Changes in dynamic medial tibiofemoral contact mechanics and kinematics after injury of the anterior cruciate ligament: A cadaveric model

Abstract

The effects of tears of the anterior cruciate ligament on knee kinematics and contact mechanics during dynamic everyday activities, such as gait, remains unclear. The objective of this study was to characterize anterior cruciate ligament–deficient knee contact mechanics and kinematics during simulated gait. Nine human cadaveric knees were each augmented with a sensor capable of measuring dynamic normal contact stresses on the tibial plateau, mounted on a load-controlled simulator, and subjected to physiological, multidirectional, dynamic loads to mimic gait. Using a mixed model with random knee identifiers, confidence intervals were constructed for contact stress before and after anterior cruciate ligament transection at two points in the gait cycle at which axial force peaked (14% and 45% of the gait cycle). Kinematic and contact mechanics changes after anterior cruciate ligament transection were highly variable across knees.
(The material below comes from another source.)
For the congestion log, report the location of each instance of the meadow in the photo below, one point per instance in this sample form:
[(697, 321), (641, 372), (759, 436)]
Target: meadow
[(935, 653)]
Nonetheless, a statistically significant increase in contact stress in the posterior–central aspect of the medial tibial plateau at 45% of the gait cycle was identified, the location of which corresponds to the location of degenerative changes that are frequently found in patients with chronic anterior cruciate ligament injury. The variability in the contact stress in other regions of the medial plateau at 45% of the gait cycle was partly explained by the variations in osseous geometry across the nine knees tested. At 14% of gait, there was no significant change in peak contact stress after anterior cruciate ligament transection in any of the four quadrants, and none of the possible explanatory variables showed statistical significance. Understanding the variable effect of anterior cruciate ligament injury on contact mechanics based on geometric differences in osseous anatomy is of paramount clinical importance and may be invaluable to select the best reconstruction techniques and counsel patients on their individual risk of subsequent chondral degeneration.